The splitting of the school districts and the re-opening of East Dillon High School, on the wrong side of the tracks, and the power play for The Panthers seeing the not perfect, but good natured ‘past heroes’, who funded the team being replaced by selfish ‘outsiders’ was a stroke of genius. It instantly created a new crucible for the show, the much more socially deprived High School, it allowed The Panthers to become the enemy, and also allowed the show to play with what happens when a the positives of Dillon become negatives (often the more stereotypically expected narratives of such a show in such a location, but more acceptable due the fact it didn’t used to be like that).

I accept that the ‘school split’ is a bit odd if you analyse it too closely, as you’re suddenly introduced to this whole community of people, largely black, on the Ease Side of town that you’d never saw before. Surely they’d have had to be going to the original Dillon High School? But it’s a conceit that was by far worth it for the reward.

I really liked season four and five. You could really get behind the team and their journey from being incompetent to ever increasing success over two seasons was brilliantly done. The marriage of the Taylor’s is put under stress, in the usual, brilliant way. It continues to be the single, best portrayal of marriage on TV as far as I am concerned. The poisoning of Dillan is enthralling in a car crash, unfortunate way as the football team turns ugly, and some of the, so far benign and positive religious elements, start to take a more extreme turn causing further changes in the circumstances of key characters. I watched these two seasons in almost as many days, that’s how much I was enjoying them.
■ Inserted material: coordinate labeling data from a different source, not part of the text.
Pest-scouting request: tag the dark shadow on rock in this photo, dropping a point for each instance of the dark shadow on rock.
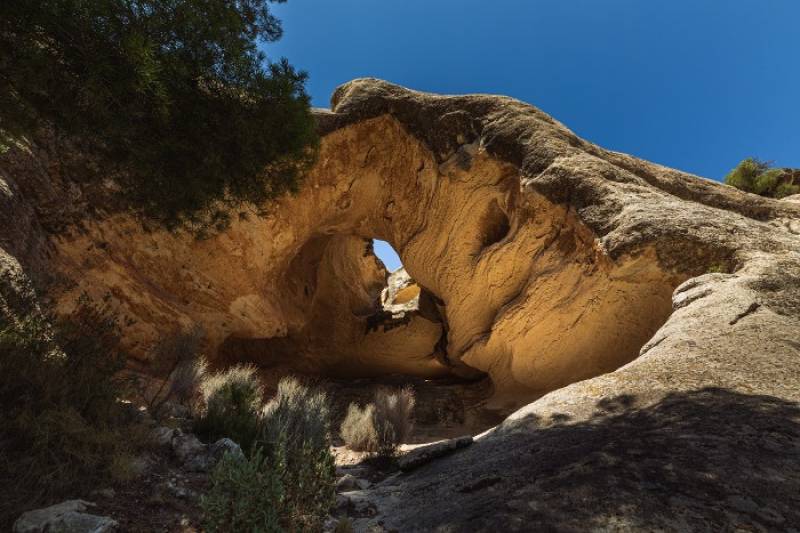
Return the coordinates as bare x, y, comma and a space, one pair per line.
708, 460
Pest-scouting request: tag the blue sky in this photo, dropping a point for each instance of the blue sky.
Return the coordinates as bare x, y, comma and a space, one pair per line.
692, 84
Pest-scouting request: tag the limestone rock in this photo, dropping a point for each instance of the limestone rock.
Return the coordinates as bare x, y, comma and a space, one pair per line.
66, 517
652, 315
425, 454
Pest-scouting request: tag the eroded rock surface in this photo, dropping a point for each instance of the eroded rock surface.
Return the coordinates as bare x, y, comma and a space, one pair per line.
542, 260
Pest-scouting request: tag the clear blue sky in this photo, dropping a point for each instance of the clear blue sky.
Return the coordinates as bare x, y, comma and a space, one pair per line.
693, 84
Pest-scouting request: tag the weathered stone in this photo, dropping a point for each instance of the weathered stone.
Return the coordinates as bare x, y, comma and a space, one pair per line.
66, 517
654, 314
425, 454
349, 483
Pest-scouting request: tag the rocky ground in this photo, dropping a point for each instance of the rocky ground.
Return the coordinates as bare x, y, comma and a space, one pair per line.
645, 322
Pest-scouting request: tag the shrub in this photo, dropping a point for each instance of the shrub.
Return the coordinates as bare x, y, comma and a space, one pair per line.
245, 494
344, 525
296, 425
358, 428
231, 403
755, 176
381, 426
298, 415
63, 429
291, 451
393, 418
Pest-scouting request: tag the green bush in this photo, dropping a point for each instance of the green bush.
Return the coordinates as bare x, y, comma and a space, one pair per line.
393, 418
358, 428
382, 426
292, 449
755, 176
246, 494
296, 424
174, 100
177, 358
231, 406
63, 429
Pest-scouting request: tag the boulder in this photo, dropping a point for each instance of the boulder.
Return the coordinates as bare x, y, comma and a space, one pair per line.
67, 517
427, 453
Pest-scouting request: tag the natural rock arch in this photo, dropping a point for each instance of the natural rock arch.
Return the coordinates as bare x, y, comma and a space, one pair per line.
547, 259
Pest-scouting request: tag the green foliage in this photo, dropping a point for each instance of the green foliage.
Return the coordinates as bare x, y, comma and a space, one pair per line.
752, 175
393, 418
381, 426
232, 402
344, 525
292, 452
358, 428
246, 494
63, 428
296, 425
177, 359
173, 95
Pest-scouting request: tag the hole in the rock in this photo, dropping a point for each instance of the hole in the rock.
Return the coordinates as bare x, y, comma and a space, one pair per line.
384, 251
494, 225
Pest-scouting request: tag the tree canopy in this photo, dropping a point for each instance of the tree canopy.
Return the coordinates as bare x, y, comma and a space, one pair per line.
174, 96
753, 175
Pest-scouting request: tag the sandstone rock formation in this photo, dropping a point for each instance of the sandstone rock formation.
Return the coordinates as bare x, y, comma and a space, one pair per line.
541, 260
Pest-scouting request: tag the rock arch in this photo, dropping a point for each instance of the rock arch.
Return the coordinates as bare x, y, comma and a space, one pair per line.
544, 259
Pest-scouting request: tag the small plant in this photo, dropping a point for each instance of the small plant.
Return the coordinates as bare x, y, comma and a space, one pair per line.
758, 177
393, 418
296, 426
358, 428
231, 406
344, 525
63, 429
245, 494
382, 426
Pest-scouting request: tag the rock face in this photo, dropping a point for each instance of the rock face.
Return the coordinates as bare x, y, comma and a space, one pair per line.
65, 517
541, 260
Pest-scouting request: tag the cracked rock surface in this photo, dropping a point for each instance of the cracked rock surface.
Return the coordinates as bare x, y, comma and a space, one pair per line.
546, 262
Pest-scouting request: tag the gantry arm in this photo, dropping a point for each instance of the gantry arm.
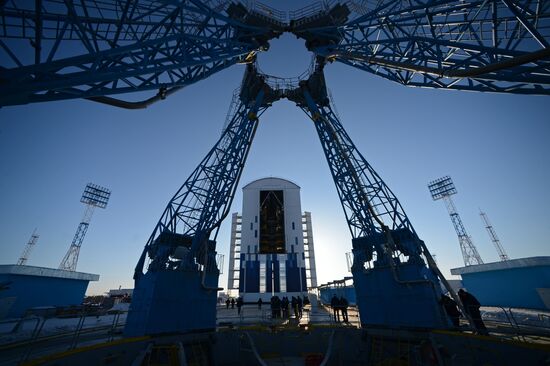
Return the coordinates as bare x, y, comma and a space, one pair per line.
203, 201
491, 45
54, 50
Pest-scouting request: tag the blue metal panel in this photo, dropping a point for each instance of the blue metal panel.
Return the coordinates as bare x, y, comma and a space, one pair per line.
326, 294
175, 293
252, 276
292, 279
35, 291
513, 287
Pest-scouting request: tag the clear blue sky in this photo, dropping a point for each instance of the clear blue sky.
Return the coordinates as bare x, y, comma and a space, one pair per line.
495, 147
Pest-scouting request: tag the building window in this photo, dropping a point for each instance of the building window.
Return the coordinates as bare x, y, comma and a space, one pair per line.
282, 275
272, 222
262, 277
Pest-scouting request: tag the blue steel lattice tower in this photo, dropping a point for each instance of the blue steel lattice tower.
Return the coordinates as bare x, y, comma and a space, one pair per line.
52, 50
93, 196
443, 188
28, 248
494, 238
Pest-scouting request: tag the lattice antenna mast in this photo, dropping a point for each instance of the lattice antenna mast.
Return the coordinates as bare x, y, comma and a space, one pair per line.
493, 235
93, 196
28, 248
444, 188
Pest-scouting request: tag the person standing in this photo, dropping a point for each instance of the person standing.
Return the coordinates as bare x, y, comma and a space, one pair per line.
239, 305
344, 309
471, 305
294, 304
335, 305
451, 309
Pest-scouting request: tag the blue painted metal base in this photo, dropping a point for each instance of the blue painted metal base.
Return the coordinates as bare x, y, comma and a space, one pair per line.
172, 301
383, 301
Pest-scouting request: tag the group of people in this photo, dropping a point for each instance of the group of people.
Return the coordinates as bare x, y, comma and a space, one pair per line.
280, 307
232, 302
471, 307
339, 305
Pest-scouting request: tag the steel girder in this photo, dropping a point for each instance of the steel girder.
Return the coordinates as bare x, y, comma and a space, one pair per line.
367, 201
489, 45
203, 201
52, 50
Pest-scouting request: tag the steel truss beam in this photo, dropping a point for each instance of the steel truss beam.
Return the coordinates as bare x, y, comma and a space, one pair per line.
202, 202
489, 45
53, 50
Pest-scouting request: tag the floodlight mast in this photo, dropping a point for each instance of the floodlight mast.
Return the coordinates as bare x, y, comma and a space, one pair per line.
28, 248
493, 235
93, 196
443, 188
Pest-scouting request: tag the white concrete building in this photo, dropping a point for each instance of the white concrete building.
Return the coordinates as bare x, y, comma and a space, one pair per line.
271, 250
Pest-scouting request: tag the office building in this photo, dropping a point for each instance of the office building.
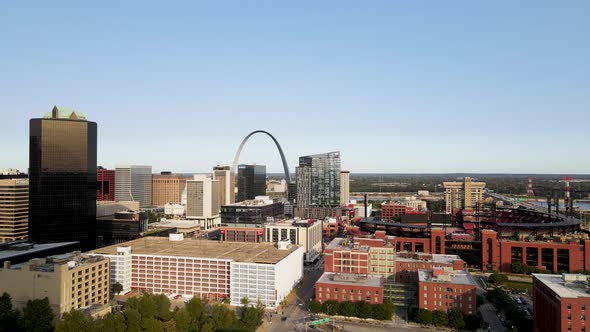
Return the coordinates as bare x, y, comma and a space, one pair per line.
251, 181
14, 210
318, 185
227, 184
134, 183
62, 178
167, 188
560, 302
344, 187
210, 269
203, 201
257, 211
463, 195
442, 289
70, 281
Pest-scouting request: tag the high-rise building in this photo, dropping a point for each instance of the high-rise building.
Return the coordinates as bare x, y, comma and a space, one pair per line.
227, 184
62, 178
344, 187
463, 195
69, 281
134, 183
14, 209
251, 181
560, 302
105, 184
318, 180
167, 188
202, 201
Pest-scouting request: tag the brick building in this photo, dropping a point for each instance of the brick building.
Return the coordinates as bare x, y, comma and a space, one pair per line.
560, 302
105, 184
349, 287
440, 289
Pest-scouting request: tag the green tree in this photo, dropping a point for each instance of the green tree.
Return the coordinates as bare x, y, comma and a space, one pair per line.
456, 319
9, 316
38, 316
117, 288
498, 278
111, 322
197, 309
75, 321
423, 317
363, 309
440, 318
223, 317
132, 320
183, 320
315, 306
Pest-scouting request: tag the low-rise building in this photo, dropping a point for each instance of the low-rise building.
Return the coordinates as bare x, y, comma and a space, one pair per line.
209, 269
443, 289
69, 281
349, 287
560, 302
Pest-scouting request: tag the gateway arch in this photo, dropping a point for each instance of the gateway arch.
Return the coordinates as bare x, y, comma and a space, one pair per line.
237, 157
The final season also handles things well and it obviously knew it was its final season going into it. This isn’t to say it’s one long ending, far from it. The story is very much focused on the ever increasing dominance of The Lions and the adversity they face in being accepted by the wider state high school football fraternity, but it also weaves in endings for all the characters. In a way some didn’t need endings, but it was good to see them again and get an epilogue or update especially in terms of some unresolved relationships. It felt like a meaningful, and worthwhile conclusion which many a TV series has found hard to pull off.
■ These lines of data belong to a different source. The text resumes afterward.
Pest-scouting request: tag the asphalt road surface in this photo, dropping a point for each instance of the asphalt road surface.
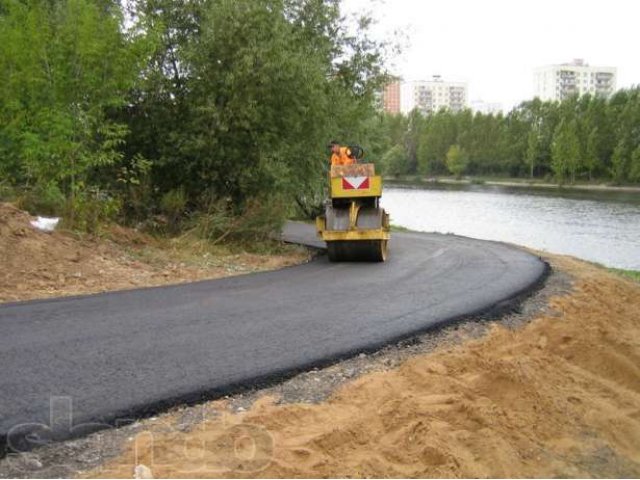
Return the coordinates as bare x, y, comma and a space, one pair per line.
71, 365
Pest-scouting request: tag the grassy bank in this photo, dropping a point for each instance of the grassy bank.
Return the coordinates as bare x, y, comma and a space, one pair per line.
632, 274
36, 264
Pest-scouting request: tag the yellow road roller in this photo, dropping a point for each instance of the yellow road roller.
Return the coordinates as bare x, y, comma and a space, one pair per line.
354, 225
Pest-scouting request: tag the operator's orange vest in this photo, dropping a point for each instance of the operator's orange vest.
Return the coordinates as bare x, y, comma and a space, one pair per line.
343, 157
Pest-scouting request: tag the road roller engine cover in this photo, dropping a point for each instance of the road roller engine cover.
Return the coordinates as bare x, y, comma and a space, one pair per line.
354, 225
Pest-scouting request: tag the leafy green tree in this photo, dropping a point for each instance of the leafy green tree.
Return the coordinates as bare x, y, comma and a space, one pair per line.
456, 160
63, 66
533, 150
565, 152
396, 161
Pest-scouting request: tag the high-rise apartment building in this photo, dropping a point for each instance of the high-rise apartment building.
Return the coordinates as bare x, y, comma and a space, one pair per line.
391, 97
432, 95
558, 82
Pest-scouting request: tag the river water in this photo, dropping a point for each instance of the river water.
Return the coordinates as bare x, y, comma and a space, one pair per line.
602, 227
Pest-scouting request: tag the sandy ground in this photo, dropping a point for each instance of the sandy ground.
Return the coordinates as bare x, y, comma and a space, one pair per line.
35, 264
557, 397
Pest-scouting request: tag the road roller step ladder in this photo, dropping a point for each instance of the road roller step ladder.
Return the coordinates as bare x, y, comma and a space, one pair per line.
354, 225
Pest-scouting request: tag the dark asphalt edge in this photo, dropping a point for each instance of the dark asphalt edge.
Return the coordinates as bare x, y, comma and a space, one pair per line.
123, 417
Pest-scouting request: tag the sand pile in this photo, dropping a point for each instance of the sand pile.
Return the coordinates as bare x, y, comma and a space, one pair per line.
35, 264
558, 397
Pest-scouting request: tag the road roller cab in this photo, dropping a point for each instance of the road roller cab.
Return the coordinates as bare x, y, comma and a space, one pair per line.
354, 225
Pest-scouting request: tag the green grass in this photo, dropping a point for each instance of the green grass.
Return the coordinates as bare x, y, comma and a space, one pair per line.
632, 274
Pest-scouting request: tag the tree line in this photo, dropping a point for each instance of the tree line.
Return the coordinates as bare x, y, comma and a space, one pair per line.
580, 139
206, 113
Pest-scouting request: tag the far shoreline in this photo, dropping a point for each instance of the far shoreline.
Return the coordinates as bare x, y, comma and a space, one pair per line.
521, 183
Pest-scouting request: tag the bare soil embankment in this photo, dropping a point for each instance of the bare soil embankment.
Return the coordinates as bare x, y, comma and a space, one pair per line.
559, 396
36, 264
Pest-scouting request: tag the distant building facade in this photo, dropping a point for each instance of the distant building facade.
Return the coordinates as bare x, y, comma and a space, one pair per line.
429, 96
391, 97
558, 82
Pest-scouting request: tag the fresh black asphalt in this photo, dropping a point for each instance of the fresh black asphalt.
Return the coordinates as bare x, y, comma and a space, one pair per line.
123, 355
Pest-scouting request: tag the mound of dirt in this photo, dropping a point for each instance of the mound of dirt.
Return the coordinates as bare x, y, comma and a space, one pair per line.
36, 264
559, 397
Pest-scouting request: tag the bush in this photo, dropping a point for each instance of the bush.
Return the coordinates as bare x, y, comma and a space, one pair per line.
87, 210
46, 199
173, 205
260, 220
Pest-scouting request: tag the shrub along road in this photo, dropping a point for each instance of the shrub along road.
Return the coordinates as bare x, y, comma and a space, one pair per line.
73, 365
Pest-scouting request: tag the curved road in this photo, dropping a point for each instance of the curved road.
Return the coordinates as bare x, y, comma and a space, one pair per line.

Season four and five also brings something else into focus, which I’ve not reached a conclusion on, it’s just something that becomes really apparent because it’s all happened in the same show. It was quite stark how crime was depicted from the perspective of the ‘white trash’ (for want of a better word) characters and the black characters once we moved to East Dillon. While both become embroiled in crime due to social pressures and difficult circumstances, the white crime was always lacking in oppressive violence. You know it’s wrong, but it doesn’t overly tarnish the characters, and has the framing of almost being victimless. As soon as you move over to the East side, and the wrong side of the tracks, we’re looking at hard crimes like aggravated assaults, drugs and by association, murder. Hard crimes. Crimes associated with real social consequences. The interactions over these crimes also become less ‘well meaning’ and enter the realm of almost violent posturing and machismo.

I don’t actually have anything to say about this. I have no idea if it’s representing any sense of reality? I have no idea if it counts as stereotypically racist? I just know this often depicted dichotomy between white and black crime in dramas was more stark and clear than ever before due to the fact both ‘realities’ having been depicted in the same show so ‘close together’.

Ultimately, there are only a couple of TV shows that have risen above shows I just really like, to hold some sort of special place which is hard to define. Those two shows are The Wire and True Detective (season one at least, who knows about the rest at this point).

I have added Friday Night Lights to that list.